上掲の展示写真では、マットで文字が隠れていますが、実はこの作品、ちょっと珍しい例なのですが、今から30年前に日仏会館の注文により制作された講演会のポスターです。
総数(サイン入り、文字無しを含め)で300部ほど刷られたのですが(ポスターは180部)、果たして半分も残っているかどうか。
大半は無料でいろいろなところに配布され、壁にテープや鋲でとめられ、あげくは破棄されたでしょう、たとえ残っていても鋲の穴など傷があり、今となっては完璧なコレクションのものは希少です。
(画面をクリックすると拡大されます)
1986年5月7日ポスター草間彌生
「無限の水玉 Dots Infinity」
1986年 シルクスクリーン
イメージサイズ:28x32cm
シートサイズ:51.5x36.4cm
文字の刷られて無い作品(ed. 100, AP10)の他に、日仏会館ポスターとして180枚が制作された。
版画工房のエンボスあり
This image was also used as a poster for Maison Franco-Japonaise in an edition of 180
版元:日仏会館
publisher: Maison Franco-Japonaise, Tokyo
*レゾネ番号94(阿部出版)


1986年10月17日ポスター草間彌生
「無限の網 Infinity Nets」
1986年 シルクスクリーン
イメージサイズ:28x32cm
シートサイズ:51.5x36.4cm
文字の刷られて無い作品(ed. 100, AP10)の他に、日仏会館ポスターとして180枚が制作された。
版画工房のエンボスあり
This image was also used as a poster for Maison Franco-Japonaise in an edition of 180
版元:日仏会館
publisher: Maison Franco-Japonaise, Tokyo
*レゾネ番号95(阿部出版)

こちらの作品の見積り請求、在庫確認はこちらから
※お問合せには、必ず「件名」「お名前」「連絡先(住所)」を明記してください

版元となった日仏会館は、日本経済近代化の功績者渋沢栄一と、著名な詩人でもあった当時の駐日フランス大使ポール・クローデル等によって「日仏両国の協力によって相互の文化研究を行い、交流をはかる」ことを目的として、1924年(大正13年)に設立された団体です。

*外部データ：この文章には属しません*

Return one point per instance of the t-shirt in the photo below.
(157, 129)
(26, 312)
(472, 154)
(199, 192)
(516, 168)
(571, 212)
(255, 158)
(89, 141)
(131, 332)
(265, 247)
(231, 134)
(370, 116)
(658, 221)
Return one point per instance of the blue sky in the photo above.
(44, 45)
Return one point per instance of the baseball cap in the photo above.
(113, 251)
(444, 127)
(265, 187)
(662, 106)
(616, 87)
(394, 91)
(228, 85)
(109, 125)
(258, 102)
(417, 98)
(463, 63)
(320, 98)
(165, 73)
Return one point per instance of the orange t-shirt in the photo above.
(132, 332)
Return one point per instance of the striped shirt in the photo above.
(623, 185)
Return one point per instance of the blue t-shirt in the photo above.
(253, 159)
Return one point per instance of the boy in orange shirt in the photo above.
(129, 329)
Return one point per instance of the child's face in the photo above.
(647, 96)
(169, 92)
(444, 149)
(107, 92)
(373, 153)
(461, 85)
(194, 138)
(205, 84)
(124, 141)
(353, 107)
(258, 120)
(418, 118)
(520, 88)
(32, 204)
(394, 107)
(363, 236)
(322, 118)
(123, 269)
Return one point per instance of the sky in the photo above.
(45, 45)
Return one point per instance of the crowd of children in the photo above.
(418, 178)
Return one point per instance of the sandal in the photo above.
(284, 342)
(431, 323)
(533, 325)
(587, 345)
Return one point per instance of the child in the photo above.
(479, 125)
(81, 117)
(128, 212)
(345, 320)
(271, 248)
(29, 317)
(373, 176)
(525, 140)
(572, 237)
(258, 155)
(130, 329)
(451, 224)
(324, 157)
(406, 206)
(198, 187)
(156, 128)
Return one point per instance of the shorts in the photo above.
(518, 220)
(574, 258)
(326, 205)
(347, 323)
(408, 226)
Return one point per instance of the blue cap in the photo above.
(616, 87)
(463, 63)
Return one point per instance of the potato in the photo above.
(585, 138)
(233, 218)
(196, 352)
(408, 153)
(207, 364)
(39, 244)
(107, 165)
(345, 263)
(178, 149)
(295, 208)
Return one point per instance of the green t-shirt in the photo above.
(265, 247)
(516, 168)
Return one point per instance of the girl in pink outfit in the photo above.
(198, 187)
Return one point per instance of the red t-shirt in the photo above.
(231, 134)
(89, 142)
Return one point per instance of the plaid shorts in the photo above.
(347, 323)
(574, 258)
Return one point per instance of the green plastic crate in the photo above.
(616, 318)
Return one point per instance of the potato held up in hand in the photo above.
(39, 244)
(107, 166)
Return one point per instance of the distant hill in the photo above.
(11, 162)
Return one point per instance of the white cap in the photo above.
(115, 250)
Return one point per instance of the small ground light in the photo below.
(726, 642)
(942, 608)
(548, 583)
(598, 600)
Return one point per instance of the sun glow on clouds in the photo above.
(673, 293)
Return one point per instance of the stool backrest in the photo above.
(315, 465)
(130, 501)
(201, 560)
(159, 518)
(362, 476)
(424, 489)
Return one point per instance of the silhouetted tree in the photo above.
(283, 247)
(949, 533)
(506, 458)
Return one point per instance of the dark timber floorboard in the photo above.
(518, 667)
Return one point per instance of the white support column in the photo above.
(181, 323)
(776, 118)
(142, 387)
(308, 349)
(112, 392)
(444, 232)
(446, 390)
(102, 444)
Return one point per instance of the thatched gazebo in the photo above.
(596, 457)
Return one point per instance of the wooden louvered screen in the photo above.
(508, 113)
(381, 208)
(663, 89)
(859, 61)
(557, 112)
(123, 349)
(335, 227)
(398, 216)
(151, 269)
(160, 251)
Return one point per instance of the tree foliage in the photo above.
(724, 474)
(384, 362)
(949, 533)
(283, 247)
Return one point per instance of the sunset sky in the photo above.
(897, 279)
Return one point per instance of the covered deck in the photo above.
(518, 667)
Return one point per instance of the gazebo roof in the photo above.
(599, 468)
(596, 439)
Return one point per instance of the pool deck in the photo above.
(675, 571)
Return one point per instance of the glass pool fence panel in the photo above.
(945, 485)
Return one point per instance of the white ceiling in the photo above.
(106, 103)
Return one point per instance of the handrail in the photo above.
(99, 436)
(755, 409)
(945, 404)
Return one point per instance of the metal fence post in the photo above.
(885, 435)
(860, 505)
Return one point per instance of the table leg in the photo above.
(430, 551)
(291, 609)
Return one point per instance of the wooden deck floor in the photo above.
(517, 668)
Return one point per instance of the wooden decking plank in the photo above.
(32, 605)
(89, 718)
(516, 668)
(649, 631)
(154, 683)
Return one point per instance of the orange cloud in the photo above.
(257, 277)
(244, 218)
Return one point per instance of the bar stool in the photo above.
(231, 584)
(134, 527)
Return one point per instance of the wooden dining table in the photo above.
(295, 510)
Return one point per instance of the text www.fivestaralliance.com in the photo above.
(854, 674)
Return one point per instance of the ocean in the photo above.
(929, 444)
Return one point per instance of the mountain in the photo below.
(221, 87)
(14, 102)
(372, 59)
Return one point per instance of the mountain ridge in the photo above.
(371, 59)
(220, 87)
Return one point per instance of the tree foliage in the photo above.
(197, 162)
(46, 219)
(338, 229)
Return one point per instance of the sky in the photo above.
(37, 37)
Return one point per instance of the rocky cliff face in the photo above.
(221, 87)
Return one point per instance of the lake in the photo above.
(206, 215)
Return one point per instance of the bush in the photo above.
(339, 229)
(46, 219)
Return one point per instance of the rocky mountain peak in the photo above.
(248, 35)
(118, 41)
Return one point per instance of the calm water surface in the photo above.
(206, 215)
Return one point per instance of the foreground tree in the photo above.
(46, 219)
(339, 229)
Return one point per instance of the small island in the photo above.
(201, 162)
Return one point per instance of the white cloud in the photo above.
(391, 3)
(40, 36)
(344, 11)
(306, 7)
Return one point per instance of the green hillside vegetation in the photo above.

刷りを担当したのは、久利屋グラフィック(松村宏さん)です。
シルクスクリーンは先駆者岡部徳三さんや、石田了一さんの工房が有名ですが、松村さんは1980年4月に工房を開いたばかりで、ろくに仕事が無かった。ある偶然で、日仏会館からのポスターの仕事が舞い込み、その後20年にわたる日仏会館ポスターシリーズが始まりました。今回ご紹介する草間彌生など、150作家・300点にのぼる作品が制作されました。
参加した作家の幾人かを挙げれば、宇佐美圭司、横尾忠則若林奮磯崎新宮脇愛子、菅木志雄、加納光於堀内正和靉嘔、高松次郎、槇文彦、田淵安一、舟越直木、島田しづ、堂本尚郎、今井俊満、東野芳明などなど、錚々たるメンバーです。
さすが文化の国、作家の選定もセンスがいい。